内藤陽介『切手が伝える仏像ー意匠と歴史ー』

 僕は内藤さんの著作のファンである。今回もご恵贈いただいた本をみて、「おお!」と驚いたのである。なぜなら僕も内藤さんと同じく、そして多くの切手少年・少女たちと同じように、日本の仏像切手に魅せられたひとりであるからだ。日本人は仏像切手が大好きである。そうでないと中宮寺の木造菩薩半跏像が長く普通切手として愛好されたという事実が説明しにくいだろう。僕の場合、さらに切手を超えて、たぶん当時の若い人のいくばくかが感染していた仏像めぐりの趣味の陥り、中学生のころから大学初年の頃にかけて埼玉の川越から修学旅行でもないのに、何度も仏像見学に関西方面にでかけたものである。もちろん和辻の「古寺巡礼」はお決まりとして熟読である 笑。

 そういうわけで、信仰としての仏教ははるか脇に置きつつ、完全に美術的な愛好癖としての仏像鑑賞(鉄男ならぬ仏男??)は、20代の真ん中あたりで円空仏への関心でピークを迎え、それからしばらくは、仏像への関心は遠のいている。今回、この本を一読してまずは仏像切手の美しさに感動したということである。本書の背景色を黒に統一したのも、仏像のもつ静的な美しさを表現するのに貢献している。そしてアジア中心の諸外国がいかに自国の文化的・宗教的な遺産として仏像を愛しているかが、切手という小さい宇宙の中にも見事に表現されている。

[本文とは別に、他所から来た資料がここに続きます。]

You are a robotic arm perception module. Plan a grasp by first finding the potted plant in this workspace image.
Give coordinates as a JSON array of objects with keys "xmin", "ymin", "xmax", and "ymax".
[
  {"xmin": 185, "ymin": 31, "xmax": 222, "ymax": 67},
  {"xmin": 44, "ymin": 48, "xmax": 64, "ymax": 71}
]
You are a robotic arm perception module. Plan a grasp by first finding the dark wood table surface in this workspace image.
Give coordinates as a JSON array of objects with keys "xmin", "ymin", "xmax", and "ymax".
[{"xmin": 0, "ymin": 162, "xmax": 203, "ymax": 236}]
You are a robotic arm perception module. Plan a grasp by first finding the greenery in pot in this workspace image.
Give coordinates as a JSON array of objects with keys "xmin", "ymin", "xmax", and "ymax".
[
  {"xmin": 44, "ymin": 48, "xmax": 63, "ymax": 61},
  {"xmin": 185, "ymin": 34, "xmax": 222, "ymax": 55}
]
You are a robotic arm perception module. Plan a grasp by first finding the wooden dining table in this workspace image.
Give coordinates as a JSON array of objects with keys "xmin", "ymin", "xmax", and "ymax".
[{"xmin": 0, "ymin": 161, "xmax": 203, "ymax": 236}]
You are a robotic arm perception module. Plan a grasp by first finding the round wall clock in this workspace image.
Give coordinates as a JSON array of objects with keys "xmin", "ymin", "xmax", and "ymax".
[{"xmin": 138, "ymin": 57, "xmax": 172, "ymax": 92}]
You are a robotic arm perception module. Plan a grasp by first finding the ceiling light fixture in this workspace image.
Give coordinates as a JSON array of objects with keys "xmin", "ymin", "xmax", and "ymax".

 本書を読むとアジア文化圏での仏教とそこでの仏像の位置づけがコンパクトにわかることも、内藤さんの一連の本と同様に歴史的教養を学べる点で素晴らしいと思う。僕も仏像は好きなことはいま書いたとおりだが、内藤さんの蘊蓄には学ぶところが多かった。特に本書は仏像以前の遺構にもこだわっているのが、内藤さんらしい目利きのよさを伴うものに思える。